2022 Volume 91 Issue 3 Pages 408-415
In contrast to the progress in the research on physiological disorders relating to shelf life in fruit crops, it has been difficult to non-destructively predict their occurrence. Recent high-tech instruments have gradually enabled non-destructive predictions for various disorders in some crops, while there are still issues in terms of efficiency and costs. Here, we propose application of a deep neural network (or simply deep learning) to simple RGB images to predict a severe fruit disorder in persimmon, rapid over-softening. With 1,080 RGB images of ‘Soshu’ persimmon fruits, three convolutional neural networks (CNN) were examined to predict rapid over-softened fruits with a binary classification and the date to fruit softening. All of the examined CNN models worked successfully for binary classification of the rapid over-softened fruits and the controls with > 80% accuracy using multiple criteria. Furthermore, the prediction values (or confidence) in the binary classification were correlated to the date to fruit softening. Although the features for classification by deep learning have been thought to be in a black box by conventional standards, recent feature visualization methods (or “explainable” deep learning) has allowed identification of the relevant regions in the original images. We applied Grad-CAM, Guided backpropagation, and layer-wise relevance propagation (LRP), to find early symptoms for CNNs classification of rapid over-softened fruits. The focus on the relevant regions tended to be on color unevenness on the surface of the fruit, especially in the peripheral regions. These results suggest that deep learning frameworks could potentially provide new insights into early physiological symptoms of which researchers are unaware.
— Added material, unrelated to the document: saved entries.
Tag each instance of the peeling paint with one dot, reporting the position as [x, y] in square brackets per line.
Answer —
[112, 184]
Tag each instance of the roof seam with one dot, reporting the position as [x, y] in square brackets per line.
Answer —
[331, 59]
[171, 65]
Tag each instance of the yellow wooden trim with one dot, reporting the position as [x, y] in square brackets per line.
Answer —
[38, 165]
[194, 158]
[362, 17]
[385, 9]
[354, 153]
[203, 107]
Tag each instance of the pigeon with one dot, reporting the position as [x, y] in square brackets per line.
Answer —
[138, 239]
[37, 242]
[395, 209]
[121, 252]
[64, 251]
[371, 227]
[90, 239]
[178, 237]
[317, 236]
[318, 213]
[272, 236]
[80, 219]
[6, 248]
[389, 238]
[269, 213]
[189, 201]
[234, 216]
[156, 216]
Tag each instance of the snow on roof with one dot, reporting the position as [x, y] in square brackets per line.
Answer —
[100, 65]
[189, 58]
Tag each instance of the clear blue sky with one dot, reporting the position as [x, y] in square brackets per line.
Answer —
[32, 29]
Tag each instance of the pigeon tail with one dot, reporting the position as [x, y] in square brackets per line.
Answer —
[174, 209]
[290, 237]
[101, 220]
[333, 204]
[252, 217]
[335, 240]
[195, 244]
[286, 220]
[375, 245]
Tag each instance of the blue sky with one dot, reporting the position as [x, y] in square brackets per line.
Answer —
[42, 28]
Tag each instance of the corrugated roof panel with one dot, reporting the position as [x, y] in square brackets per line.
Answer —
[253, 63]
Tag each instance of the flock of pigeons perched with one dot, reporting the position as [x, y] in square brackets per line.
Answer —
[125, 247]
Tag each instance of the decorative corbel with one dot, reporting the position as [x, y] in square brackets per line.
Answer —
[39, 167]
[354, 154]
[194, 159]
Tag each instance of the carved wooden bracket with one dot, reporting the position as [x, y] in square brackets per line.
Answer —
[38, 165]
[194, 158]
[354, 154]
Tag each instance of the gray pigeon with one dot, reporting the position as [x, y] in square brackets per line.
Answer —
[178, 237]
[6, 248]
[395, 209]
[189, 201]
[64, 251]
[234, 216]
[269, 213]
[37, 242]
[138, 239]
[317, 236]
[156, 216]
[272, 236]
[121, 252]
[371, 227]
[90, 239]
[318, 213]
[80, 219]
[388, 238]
Shelf life is an important factor determining the quality of fruit crops. To date, breeding of new cultivars tolerant to over-ripening pathways, such as apple, tomato, or melon, and development of genetically modified crops, have contributed to the prolongation of shelf life (Smith et al., 1990; Atkinson et al., 2012). In addition to these genetic improvements, control of environmental conditions and artificial chemicals, such as storage in fine-tuned, low temperature controlled or modified atmospheres (CA or MA, respectively) (Brackmann et al., 1993; Park et al., 2018), 1-methylcyclopropene (1-MCP) treatment (Kubo et al., 2003), or layer-by-layer (LBL) edible coating treatments (Ribeiro et al., 2007), have successfully achieved longer shelf life and maintained high quality. On the other hand, non-destructive prediction of shelf life (or internal traits as a wider concept) has also been highly anticipated. For instance, application of acoustic technology (Zude et al., 2006; Suzuki et al., 2015) or an electronic nose technique (Gomez et al., 2008), have been proposed for the prediction of shelf life in horticultural crops, although costs for the instruments and detection time remain big issues in terms of actual application. Furthermore, shelf life is dependent not only on natural maturing behavior, but also on stresses caused by internal disorders or injuries (Nakano et al., 2001). The latter case often appears as rapid over-softening, of which the physiological features are distinct from natural maturation (Fig. 1A).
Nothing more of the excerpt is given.